Over an eight-year period I’d written and edited hundreds of thousands of words in the Bean. Whatever I’d been working on — whether corpcomms or off-topic things such as emails to parents in a youth basketball league I helped organize — I found the white noise of the place stimulating (and of course I listened to a ton of music on earbuds there while plugging away). On occasion I’d even do networking meetings there.
The familiarity gave me just the right, subtle sense of connection. The Bean was my second office until COVID-19, when the place closed its doors and never returned. There are certainly other coffee joints, but this was the one for me.
III. Now in the second half of the year, I am reunited with a former client helping with all things message-oriented. It’s going well. I’m grateful and motivated to help an organization that I’ve incrementally worked with for the past 11 years.
[In the post-COVID working moment it is interesting to see this organization’s effort to maintain the culture which was instrumental in making it a success. Its corporate headquarters involved the dramatic transformation of an abandoned shopping mall. Today the physical symbol of this company is still at ~75% below-capacity.]
There was also downtime for me in the first half of ’21, but this should not be confused with leisure or paid free time. I’d describe it as long days with a persistent tension. There’s a constant sense of responsibility to check in, to stay busy, and to never drop away and become unavailable because you have chosen to take the rest of the day off.

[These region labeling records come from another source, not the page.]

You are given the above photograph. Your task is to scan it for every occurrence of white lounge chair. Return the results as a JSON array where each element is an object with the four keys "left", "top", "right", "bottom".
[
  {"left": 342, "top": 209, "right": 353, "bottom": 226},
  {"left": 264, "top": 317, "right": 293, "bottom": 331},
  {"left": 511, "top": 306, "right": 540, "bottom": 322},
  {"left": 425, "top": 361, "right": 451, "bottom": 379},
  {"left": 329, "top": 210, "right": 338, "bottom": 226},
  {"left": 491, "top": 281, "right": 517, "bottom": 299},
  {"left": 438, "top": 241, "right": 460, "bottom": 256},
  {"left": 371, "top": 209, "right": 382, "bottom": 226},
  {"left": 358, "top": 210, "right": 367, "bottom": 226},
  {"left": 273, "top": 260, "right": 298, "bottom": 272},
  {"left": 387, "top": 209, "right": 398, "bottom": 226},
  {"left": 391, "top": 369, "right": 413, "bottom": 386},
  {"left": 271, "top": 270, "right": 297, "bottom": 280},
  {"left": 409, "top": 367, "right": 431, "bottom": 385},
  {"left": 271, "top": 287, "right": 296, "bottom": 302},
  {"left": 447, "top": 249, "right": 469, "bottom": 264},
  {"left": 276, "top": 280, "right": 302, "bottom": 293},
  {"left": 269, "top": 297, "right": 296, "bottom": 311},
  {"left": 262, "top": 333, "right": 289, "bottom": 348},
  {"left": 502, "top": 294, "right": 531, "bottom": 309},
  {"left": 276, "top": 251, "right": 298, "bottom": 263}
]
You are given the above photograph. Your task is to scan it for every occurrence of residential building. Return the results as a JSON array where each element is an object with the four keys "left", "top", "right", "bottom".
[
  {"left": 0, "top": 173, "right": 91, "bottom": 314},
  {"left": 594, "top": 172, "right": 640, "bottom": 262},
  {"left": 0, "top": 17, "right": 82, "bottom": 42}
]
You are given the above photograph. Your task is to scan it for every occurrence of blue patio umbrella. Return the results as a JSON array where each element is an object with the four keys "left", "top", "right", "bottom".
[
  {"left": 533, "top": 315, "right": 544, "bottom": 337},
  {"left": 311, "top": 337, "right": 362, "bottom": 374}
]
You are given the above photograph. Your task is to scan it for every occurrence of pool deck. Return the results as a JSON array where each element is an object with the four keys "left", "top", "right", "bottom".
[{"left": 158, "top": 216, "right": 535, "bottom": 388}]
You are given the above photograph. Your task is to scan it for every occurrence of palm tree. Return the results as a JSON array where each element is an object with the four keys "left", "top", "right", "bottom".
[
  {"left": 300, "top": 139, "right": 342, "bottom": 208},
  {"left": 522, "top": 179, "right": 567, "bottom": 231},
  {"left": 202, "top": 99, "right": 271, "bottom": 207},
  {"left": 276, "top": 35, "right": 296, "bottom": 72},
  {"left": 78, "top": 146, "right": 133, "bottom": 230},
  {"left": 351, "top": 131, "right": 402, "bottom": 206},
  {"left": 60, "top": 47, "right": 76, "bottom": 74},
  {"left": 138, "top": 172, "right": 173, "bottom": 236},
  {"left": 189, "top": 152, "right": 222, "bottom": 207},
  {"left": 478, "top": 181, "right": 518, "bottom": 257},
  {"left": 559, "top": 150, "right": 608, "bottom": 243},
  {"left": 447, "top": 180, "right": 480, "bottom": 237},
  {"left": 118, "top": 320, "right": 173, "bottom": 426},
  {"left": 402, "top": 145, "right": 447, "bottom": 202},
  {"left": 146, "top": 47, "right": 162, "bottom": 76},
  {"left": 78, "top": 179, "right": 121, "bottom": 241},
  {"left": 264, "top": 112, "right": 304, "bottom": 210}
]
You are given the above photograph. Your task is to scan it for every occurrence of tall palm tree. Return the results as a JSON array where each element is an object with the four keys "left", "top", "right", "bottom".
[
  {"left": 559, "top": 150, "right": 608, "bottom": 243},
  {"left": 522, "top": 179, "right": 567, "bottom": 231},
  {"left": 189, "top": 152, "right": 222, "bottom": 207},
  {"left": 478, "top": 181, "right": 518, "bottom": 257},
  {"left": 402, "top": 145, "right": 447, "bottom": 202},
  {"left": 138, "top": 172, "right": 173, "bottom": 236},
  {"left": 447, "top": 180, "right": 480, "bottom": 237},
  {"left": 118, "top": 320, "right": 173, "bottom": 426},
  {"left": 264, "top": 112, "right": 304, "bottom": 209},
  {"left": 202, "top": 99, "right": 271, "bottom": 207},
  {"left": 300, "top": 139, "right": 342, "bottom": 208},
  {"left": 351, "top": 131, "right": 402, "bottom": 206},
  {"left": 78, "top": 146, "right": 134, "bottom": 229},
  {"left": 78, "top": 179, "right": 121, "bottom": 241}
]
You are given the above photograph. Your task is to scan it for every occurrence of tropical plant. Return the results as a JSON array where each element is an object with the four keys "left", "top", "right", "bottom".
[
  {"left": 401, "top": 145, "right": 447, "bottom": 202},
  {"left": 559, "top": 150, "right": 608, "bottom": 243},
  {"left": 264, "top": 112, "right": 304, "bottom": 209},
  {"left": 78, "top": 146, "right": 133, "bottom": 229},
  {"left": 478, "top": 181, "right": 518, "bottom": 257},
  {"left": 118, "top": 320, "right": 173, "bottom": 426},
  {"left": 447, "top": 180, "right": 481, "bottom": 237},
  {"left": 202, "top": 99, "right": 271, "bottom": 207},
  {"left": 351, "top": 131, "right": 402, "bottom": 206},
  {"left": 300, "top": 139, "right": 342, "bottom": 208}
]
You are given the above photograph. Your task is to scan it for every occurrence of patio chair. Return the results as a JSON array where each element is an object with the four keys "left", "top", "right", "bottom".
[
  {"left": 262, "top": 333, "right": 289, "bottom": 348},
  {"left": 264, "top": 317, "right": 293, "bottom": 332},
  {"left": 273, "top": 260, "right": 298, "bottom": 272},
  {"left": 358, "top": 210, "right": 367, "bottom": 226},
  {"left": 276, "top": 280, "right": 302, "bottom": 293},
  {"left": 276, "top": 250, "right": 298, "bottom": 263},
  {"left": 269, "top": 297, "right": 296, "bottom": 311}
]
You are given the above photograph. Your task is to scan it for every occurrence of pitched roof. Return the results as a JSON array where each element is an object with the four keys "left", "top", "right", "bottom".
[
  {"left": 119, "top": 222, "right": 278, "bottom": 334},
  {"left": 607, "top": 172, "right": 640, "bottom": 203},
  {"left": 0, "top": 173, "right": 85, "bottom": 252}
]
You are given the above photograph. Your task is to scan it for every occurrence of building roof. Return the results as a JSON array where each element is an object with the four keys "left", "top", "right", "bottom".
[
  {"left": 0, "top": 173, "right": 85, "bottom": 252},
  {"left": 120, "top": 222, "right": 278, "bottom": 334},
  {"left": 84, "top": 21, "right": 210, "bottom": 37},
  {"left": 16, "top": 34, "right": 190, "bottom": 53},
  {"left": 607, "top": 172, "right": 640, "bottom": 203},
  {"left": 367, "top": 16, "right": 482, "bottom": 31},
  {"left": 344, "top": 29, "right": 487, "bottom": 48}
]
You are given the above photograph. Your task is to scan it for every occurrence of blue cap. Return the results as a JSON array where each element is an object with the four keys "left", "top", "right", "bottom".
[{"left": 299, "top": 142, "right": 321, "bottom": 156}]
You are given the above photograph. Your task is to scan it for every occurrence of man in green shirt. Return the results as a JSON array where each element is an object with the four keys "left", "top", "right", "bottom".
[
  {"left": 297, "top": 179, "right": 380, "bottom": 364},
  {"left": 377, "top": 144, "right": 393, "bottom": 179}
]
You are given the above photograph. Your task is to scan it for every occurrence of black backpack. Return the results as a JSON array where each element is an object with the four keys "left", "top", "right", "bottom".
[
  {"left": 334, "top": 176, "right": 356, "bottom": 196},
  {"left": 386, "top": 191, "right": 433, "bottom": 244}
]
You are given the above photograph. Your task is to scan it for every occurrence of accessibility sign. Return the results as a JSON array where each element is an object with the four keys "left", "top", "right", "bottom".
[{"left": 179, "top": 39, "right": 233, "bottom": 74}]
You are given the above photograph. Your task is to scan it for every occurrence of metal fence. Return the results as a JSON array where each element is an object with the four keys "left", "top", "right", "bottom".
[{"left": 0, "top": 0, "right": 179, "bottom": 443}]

IV. The 2020 “Fallout” changed us forever. The way people interact from here, especially the workplace itself, will never be the same again.
While that plays well into what I do for a living (writing can be done any time, any place, as long as you have a device and a connection), I’m currently working hard to optimize the fact we’ve adopted the Zoom call as the default. I bought better lighting, and I’m proactively setting up and on calls that supplant the “coffee meetings” of 2019, a world that is now dead.
Videoconferencing generally means shorter exchanges and that you can work for anyone, from anywhere. (And no commute.) But it also kills energy, is laden with inefficiencies and often turns participants into passive, distracted blobs.
Regarding physical offices, I’m excited to see what that means for commercial real estate and corporate builds. You’ve got Microsoft’s $5 billion commitment to a major overhaul of its 500-acre campus in Redmond, Washington, that will add 17 new buildings, 6.7 million square feet of revamped work space, trails and sports fields in four “villages.” (The transformation, which includes outdoor work spaces and treehouses, will enable Microsoft to add 8,000 more employees.)
Right now from my porch ten cranes are visible in the Austin downtown area. On the other end of the spectrum, expect many companies to choose no HQ. They’ll look instead at a network of smaller check-in “locations” all over (Transient presence in co-work spaces, some of which I saw over the summer, and which mainly rely on teleconferenceing, software, and tools.)
The purpose of the workplace is going to change. Obviously, the ability to work from home will remain a priority. But given that nothing can replace the unique advantages of being at a physical office, others will see a return to a dynamic that no Zoom call could ever duplicate. Future organizations, even small ones, will design themselves to accommodate both experiences, as seamlessly as they can – via technology and connection.